Unless providing a daily closing beyond the 200-day Simple Moving Average (SMA) level of 108.80, prices can keep grinding lower to November lows near 107.90.

 

Global Markets

Reuters: Asian stocks edged higher on Thursday after the Federal Reserve signaled rate settings were likely to remain accommodative but the imminent UK election and a deadline for Sino-U.S. trade talks kept investors cautious. Capping broader gains was a fall in oil prices after data showed an unexpected increase in U.S. crude inventories, which hit some energy stocks in the region. The Fed kept interest rates unchanged, as expected, at its policy meeting on Wednesday but indicated interest rates would remain on hold, which nudged Wall Street stocks higher. That helped MSCI's broadest index of Asia-Pacific shares outside Japan  to rise 0.2%. Japan's Nikkei stock index climbed 0.11% and U.S. stock futures rose 0.06%. Australian shares were down 0.29%, however, weighed by the energy sector after the fall in oil prices.

 

Against the euro, sterling was little changed at 84.36 pence, close to the highest since May 2017. The pound traded at $1.3200, just shy of its highest since March.
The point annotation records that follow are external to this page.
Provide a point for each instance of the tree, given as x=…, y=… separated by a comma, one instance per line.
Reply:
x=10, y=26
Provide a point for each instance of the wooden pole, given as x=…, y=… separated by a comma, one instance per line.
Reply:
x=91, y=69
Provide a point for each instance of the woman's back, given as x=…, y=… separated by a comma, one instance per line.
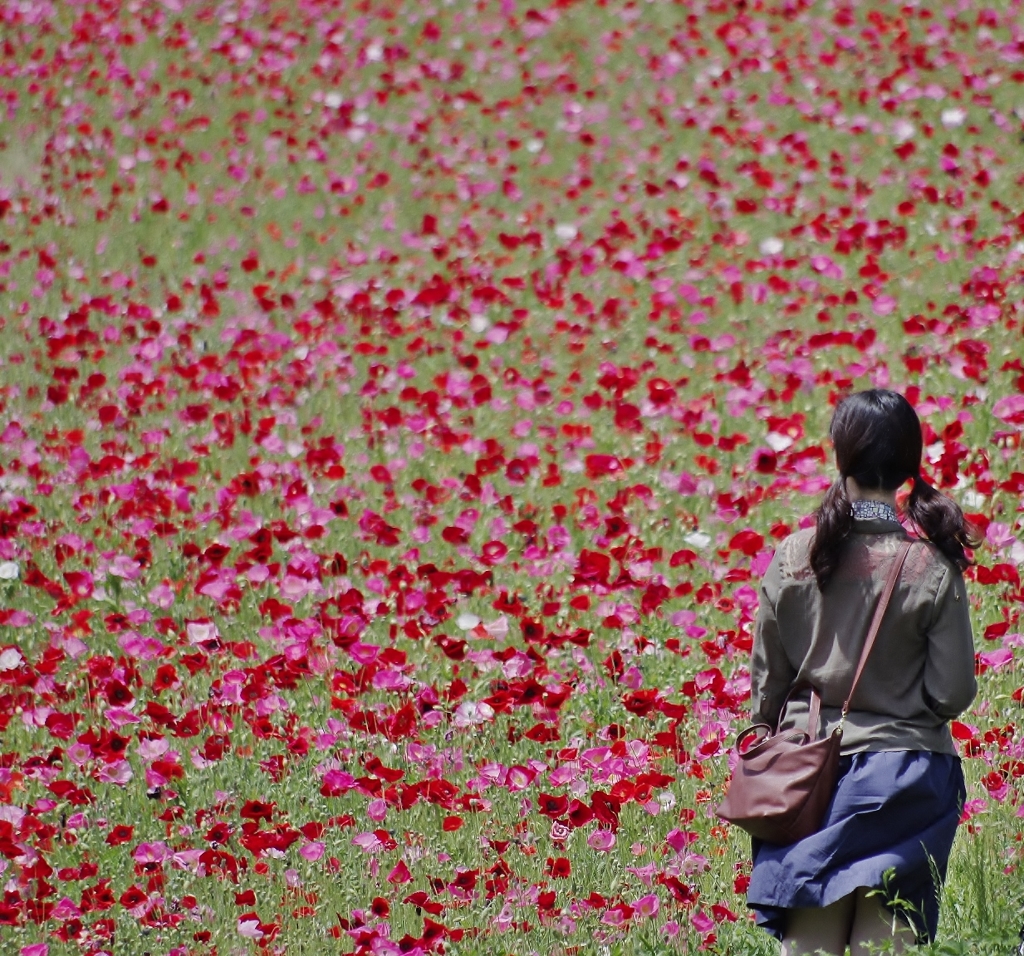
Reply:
x=921, y=670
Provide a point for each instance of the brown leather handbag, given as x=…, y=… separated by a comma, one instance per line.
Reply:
x=783, y=781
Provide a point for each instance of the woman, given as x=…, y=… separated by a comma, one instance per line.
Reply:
x=868, y=873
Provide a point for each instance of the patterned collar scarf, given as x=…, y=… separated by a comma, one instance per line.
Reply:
x=866, y=510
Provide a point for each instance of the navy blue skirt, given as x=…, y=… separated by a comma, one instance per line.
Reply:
x=890, y=826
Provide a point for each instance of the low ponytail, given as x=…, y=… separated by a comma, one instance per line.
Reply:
x=834, y=523
x=941, y=521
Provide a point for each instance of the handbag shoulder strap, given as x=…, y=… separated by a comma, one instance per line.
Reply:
x=880, y=611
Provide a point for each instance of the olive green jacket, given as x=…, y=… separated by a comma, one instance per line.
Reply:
x=920, y=674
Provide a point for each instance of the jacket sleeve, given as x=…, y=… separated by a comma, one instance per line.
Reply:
x=949, y=680
x=771, y=672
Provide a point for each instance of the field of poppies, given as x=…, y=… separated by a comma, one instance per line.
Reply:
x=398, y=405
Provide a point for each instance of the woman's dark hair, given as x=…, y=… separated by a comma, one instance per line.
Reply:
x=877, y=437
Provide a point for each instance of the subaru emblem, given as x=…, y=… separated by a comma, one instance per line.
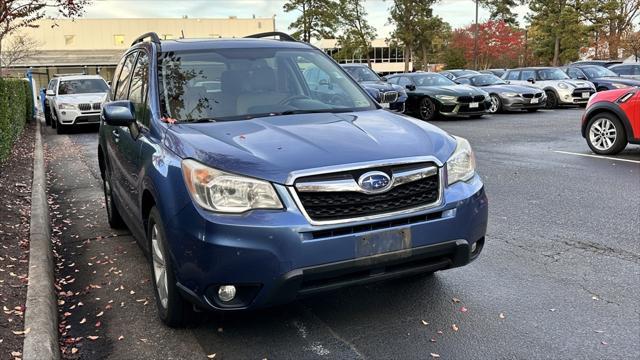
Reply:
x=374, y=182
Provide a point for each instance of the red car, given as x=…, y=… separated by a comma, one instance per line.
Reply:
x=612, y=120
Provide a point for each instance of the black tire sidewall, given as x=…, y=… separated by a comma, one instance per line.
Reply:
x=175, y=315
x=621, y=135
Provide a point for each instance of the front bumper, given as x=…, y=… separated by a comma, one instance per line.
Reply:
x=274, y=257
x=518, y=103
x=77, y=117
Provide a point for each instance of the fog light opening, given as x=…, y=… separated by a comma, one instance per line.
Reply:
x=226, y=293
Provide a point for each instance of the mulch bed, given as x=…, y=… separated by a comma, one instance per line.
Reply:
x=15, y=213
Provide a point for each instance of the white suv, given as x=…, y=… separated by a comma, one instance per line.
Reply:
x=558, y=86
x=76, y=100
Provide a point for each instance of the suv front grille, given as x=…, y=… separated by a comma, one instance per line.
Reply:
x=345, y=205
x=389, y=97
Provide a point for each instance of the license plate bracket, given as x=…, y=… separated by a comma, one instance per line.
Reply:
x=383, y=242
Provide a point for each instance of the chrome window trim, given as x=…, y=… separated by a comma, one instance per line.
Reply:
x=294, y=175
x=439, y=201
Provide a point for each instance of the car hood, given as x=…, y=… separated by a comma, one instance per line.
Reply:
x=82, y=98
x=274, y=147
x=453, y=90
x=520, y=89
x=619, y=80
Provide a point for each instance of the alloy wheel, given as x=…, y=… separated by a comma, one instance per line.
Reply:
x=602, y=134
x=159, y=267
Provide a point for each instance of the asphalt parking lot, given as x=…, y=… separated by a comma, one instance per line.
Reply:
x=559, y=277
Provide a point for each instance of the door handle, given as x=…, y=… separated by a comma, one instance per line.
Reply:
x=116, y=135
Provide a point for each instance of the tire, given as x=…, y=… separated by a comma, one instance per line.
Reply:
x=605, y=134
x=427, y=109
x=552, y=99
x=113, y=215
x=173, y=310
x=496, y=104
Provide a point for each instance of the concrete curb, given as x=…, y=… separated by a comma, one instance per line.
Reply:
x=41, y=314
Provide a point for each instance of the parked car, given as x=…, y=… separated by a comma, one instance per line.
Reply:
x=601, y=77
x=612, y=120
x=496, y=72
x=265, y=191
x=627, y=70
x=431, y=95
x=389, y=96
x=452, y=74
x=504, y=96
x=603, y=63
x=560, y=89
x=75, y=100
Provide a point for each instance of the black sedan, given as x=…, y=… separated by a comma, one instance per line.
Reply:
x=431, y=95
x=505, y=96
x=601, y=77
x=389, y=96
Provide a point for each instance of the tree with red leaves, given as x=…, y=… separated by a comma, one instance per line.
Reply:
x=499, y=44
x=17, y=14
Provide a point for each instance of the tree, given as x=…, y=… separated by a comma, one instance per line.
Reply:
x=356, y=33
x=412, y=20
x=560, y=33
x=17, y=14
x=502, y=10
x=20, y=48
x=318, y=18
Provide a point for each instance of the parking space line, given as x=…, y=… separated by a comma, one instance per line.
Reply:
x=597, y=156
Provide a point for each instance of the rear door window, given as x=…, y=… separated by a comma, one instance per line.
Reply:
x=122, y=85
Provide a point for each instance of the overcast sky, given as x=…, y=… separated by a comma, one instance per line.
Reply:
x=457, y=12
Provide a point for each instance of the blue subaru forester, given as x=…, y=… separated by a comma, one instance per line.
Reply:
x=247, y=188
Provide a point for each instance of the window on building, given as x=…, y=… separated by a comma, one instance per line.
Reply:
x=118, y=39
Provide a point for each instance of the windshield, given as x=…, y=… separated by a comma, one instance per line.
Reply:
x=233, y=84
x=488, y=79
x=82, y=86
x=552, y=74
x=598, y=71
x=432, y=80
x=361, y=73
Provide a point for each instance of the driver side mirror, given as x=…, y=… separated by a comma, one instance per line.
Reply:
x=119, y=113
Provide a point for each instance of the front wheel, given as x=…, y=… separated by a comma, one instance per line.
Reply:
x=173, y=310
x=496, y=104
x=552, y=99
x=427, y=109
x=606, y=135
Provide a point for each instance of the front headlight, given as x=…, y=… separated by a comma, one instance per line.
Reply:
x=446, y=98
x=220, y=191
x=461, y=166
x=620, y=86
x=65, y=106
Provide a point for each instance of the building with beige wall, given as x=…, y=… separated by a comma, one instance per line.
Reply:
x=94, y=46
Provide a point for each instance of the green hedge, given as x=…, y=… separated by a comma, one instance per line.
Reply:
x=16, y=106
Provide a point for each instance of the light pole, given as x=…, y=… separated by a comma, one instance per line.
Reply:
x=475, y=41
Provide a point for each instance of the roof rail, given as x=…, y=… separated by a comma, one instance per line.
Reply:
x=282, y=36
x=154, y=38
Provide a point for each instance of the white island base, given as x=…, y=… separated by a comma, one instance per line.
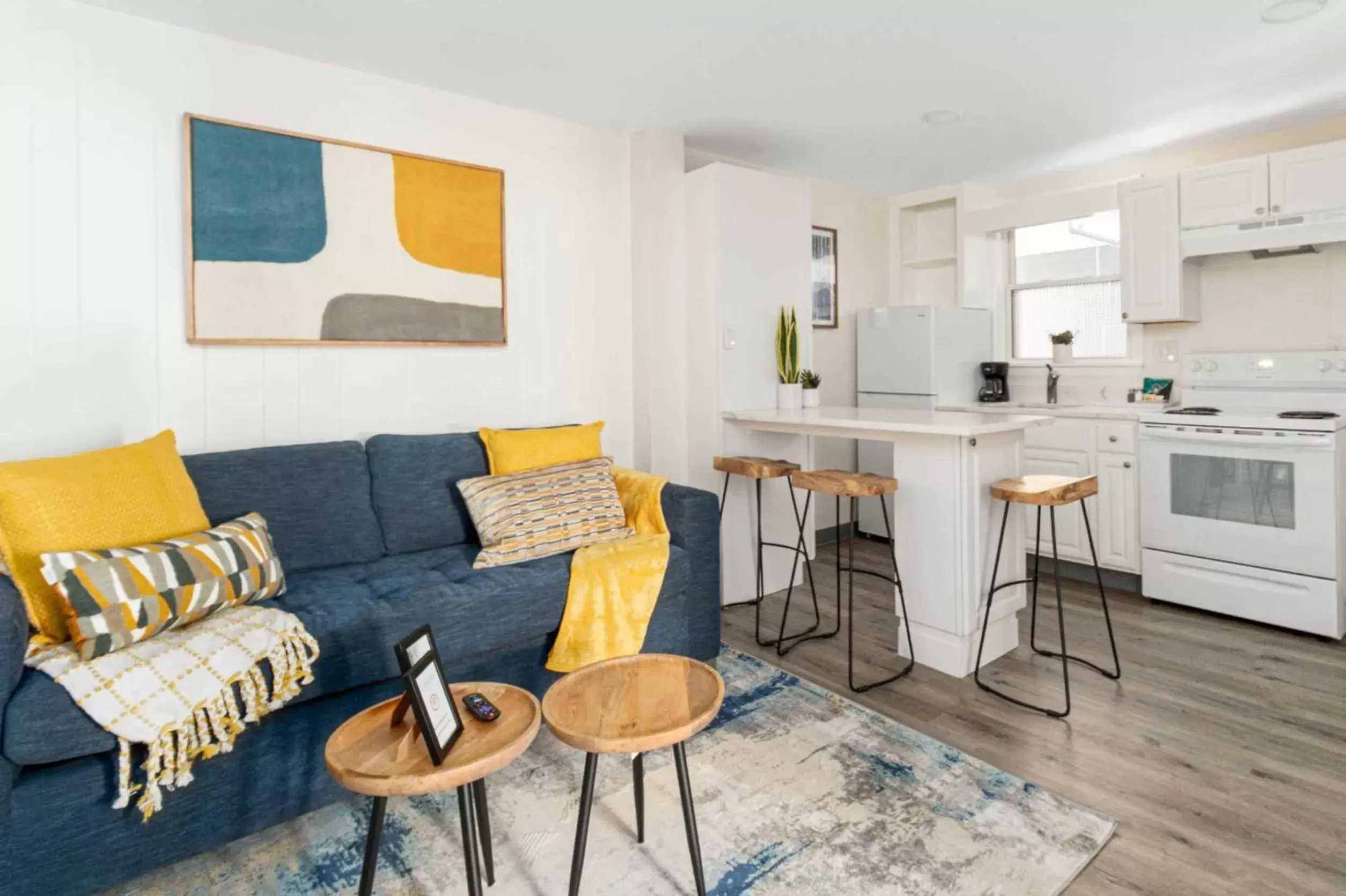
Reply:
x=945, y=522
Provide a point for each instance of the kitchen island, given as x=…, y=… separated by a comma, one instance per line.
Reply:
x=944, y=522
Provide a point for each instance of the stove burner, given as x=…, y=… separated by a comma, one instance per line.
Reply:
x=1307, y=415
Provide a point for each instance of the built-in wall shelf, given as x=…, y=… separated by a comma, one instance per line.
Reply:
x=925, y=247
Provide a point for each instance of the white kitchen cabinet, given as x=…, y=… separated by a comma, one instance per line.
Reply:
x=1117, y=528
x=1080, y=447
x=1307, y=179
x=1157, y=284
x=1229, y=193
x=1070, y=529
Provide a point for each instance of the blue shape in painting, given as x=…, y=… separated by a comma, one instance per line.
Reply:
x=255, y=196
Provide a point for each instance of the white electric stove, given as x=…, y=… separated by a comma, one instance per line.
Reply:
x=1241, y=490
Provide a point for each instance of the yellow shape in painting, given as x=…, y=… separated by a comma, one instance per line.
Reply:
x=450, y=216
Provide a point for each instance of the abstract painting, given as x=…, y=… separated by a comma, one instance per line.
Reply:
x=824, y=278
x=302, y=240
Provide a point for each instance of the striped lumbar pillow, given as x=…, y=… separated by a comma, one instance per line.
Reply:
x=544, y=512
x=124, y=595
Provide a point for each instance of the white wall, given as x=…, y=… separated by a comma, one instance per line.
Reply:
x=862, y=225
x=92, y=308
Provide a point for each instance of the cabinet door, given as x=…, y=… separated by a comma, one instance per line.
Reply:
x=1229, y=193
x=1155, y=283
x=1070, y=529
x=1116, y=528
x=1309, y=179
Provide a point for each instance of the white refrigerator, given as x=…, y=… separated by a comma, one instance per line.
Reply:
x=914, y=357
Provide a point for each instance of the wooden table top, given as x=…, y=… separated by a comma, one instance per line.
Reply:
x=633, y=704
x=366, y=754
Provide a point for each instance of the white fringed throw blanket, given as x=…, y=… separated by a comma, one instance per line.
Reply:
x=175, y=692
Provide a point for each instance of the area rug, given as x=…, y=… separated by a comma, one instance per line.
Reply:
x=797, y=791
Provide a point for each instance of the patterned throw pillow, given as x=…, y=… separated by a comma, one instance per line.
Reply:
x=544, y=512
x=124, y=595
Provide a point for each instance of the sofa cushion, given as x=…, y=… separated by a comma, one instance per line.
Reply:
x=357, y=614
x=414, y=485
x=315, y=500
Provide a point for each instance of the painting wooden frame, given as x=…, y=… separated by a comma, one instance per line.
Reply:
x=824, y=237
x=194, y=334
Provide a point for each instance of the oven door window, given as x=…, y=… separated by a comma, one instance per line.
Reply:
x=1255, y=493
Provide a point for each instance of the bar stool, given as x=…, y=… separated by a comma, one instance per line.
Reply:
x=842, y=483
x=1051, y=493
x=757, y=470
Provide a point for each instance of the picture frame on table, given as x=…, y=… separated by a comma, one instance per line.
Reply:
x=824, y=294
x=432, y=704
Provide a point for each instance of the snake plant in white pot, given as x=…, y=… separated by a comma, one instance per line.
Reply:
x=788, y=392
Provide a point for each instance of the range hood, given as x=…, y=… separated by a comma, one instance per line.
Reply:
x=1275, y=233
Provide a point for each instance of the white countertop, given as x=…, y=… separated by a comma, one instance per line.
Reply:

In trade war news, U.S. President Donald Trump is expected to meet Thursday with top advisers to discuss tariffs on nearly $160 billion of Chinese consumer goods that are scheduled to take effect on Dec. 15, three sources told Reuters. Trump is expected to go ahead with the tariffs, a separate source told Reuters, which could scuttle efforts to end a 17-month long trade war between the world’s two-largest economies. The dollar index against a basket of six major currencies traded at 97.413. On Wednesday it fell to a four-month low after Powell it would take a significant pick-up in inflation to cause the Fed to raise rates.Treasury yields initially fell in reaction to Powell’s comments, but they rebounded slightly in Asia. The yield on benchmark 10-year Treasury notes rose to 1.7965%.

 

U.S. crude futures rose 0.26% to $58.91 a barrel in Asia. A report by OPEC released on Wednesday suggested that oil markets are tighter than previously thought. Traders are also focused on state oil company Saudi Aramco (2222.SE), whose shares surged the maximum permitted 10% above their IPO price on their Riyadh stock market debut on Wednesday, making it the world’s most valuable listed company.